The contents of this legacy page are no longer maintained nor supported, and are made available only for historical purposes.

Bibliography Details

C. Labovitz, A. Ahuja, and F. Jahanian, "Experimental Study of Internet Stability and Wide-Area Backbone Failures", Tech. Rep. CSE-TR-382-98, University of Michigan, 1998.

Experimental Study of Internet Stability and Wide-Area Backbone Failures
Authors: C. Labovitz
A. Ahuja
F. Jahanian
Published: University of Michigan, 1998
URL: http://www.eecs.umich.edu/techreports/cse/1998/CSE-TR-382-98.pdf
Entry Date: 2003-05-15
Abstract: In this paper, we describe an experimental study of Internet stability and the origins of failure in Internet protocol backbones. The stability of end-to-end Internet paths is dependent both on the underlying telecommunication switching system, as well as the higher level software and hardware components specific to the Internet's packet-switched forwarding and routing architecture. Although a number of earlier studies have examined failures in the public telecommunication system, little attention has been given to the characterization of Internet stability. Our paper analyzes Internet failures from three different perspectives. We first examine several recent major Internet failures and their probable origins. These empirical observations illustrate the complexity of the Internet and show that unlike commercial transaction systems, the interactions of the underlying components of the Internet are poorly understood. Next, our examination focuses on the stability of paths between Internet Service Providers. Our analysis is based on the experimental instrumentation of key portions of the Internet infrastructure.

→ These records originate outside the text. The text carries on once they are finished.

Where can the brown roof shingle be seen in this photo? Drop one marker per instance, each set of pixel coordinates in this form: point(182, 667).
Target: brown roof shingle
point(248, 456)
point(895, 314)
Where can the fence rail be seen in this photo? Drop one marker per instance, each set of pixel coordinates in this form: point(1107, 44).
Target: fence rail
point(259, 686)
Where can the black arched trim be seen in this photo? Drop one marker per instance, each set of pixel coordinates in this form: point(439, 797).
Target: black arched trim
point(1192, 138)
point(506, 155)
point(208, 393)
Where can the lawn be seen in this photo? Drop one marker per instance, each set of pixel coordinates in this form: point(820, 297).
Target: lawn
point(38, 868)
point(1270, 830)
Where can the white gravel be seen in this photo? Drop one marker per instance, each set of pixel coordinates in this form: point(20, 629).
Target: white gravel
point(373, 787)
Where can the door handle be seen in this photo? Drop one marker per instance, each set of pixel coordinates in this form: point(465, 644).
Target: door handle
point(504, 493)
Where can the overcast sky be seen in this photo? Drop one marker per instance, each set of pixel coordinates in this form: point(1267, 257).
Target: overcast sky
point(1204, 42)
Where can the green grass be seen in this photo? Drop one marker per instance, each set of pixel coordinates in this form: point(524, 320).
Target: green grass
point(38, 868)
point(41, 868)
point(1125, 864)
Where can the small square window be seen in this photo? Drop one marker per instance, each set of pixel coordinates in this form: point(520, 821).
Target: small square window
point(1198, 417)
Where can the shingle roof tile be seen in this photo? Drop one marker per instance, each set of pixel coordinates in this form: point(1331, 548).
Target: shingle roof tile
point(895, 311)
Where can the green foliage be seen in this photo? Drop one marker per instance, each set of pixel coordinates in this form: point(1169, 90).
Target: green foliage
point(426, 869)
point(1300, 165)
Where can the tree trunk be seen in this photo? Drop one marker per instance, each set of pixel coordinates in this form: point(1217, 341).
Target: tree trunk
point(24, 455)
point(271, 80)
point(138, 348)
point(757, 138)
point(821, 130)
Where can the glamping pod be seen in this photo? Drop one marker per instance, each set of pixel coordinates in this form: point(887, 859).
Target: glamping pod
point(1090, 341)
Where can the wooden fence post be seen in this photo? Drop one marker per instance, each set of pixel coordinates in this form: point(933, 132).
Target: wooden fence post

Specifically, we logged all of the routing control traffic at five of the largest U.S. Internet exchange points over a three year period. This study of network reachability information found unexpectedly high levels of path fluctuation and an aggregate low mean time between failures for individual Internet paths. These results point to a high level of instability in the global Internet backbone. While our study of the Internet backbone identifies major trends in the level of path instability between different service providers, these results do not characterize failures inside the network of service provider. The final portion of our paper focuses on a case study of the network failures observed in a large regional Internet backbone. This examination of the internal stability of a network includes twelve months of operational failure logs and a review of the internal routing communication data collected between regional backbone routers. We characterize the type and frequency of failures in twenty categories, and describe the failure properties of the regional backbone as a whole.
Datasets:
  • for inter-provider faults:
    • 10 months (Jan 97 to Nov 98) of BGP updates from three providers
    • 3 years of BGP updates at 5 U.S. exchange points: AADS, Mae-East, Mae-West, PacBell, and Sprint
  • for faults within a backbone:
    • studies MichNet, a medium size regional network connecting educational and commercial customers in 132 cities at speeds up to OC3; network connects 33 backbone routers to several hundred customer routers
    • 1 year (Nov 97 to Nov 98) of data from an automated system that pings all router interfaces
    • entries in trouble ticket system of the NOC
    • 6 months (Mar 97 to Nov 98) of OSPF messages
Results: Quoting and paraphrasing from paper:
  • The Internet backbone infrastructure exhibit significantly less availability and a lower mean-time to failure than the Public Switched Telephone Network (PSTN).
  • The majority of Internet backbone paths exhibit a mean-time to failure of 25 days or less, and a mean-time to repair of twenty minutes or less. Internet backbones are rerouted (either due to failure or policy changes) on the average of once every three days or less.
  • Routing instability inside of an autonomous network does not exhibit the same daily and weekly cyclic trends as previously reported for routing between Inter provider backbones, suggesting that most inter-provider path failures stem from congestion collapse.
  • A small fraction of network paths in the Internet contribute disproportionately to the number of long-term outages and backbone unavailability.
  • Majority of intra-domain outages stem from maintenance, power outages and PSTN failures.
Notes:
  • Inter-domain BGP updates are classified into the following categories: Route Repair, Route Fail-Over, Policy Fluctuation, and Pathological Routing. Previous work by the authors used a lower level classification (e.g., WWDup, AADiff). The paper does not analyze updates in the Policy Fluctuation and Pathological Routing categories, as these are outside the scope of the study.
  • The study only considers prefixes "present in each ISP's routing table for more than an aggregate 60 percent (170 days)" of the study period. This removed 20% of short-lived routes, leading to a lower estimate of network failures.
  • The authors "applied a fifteen minute filter window to all BGP route transitions;" specifically, multiple failures occurring during the window are counted as a single failure. This is meant to reduce the bias of high frequency pathological behavior and the effects of BGP convergence.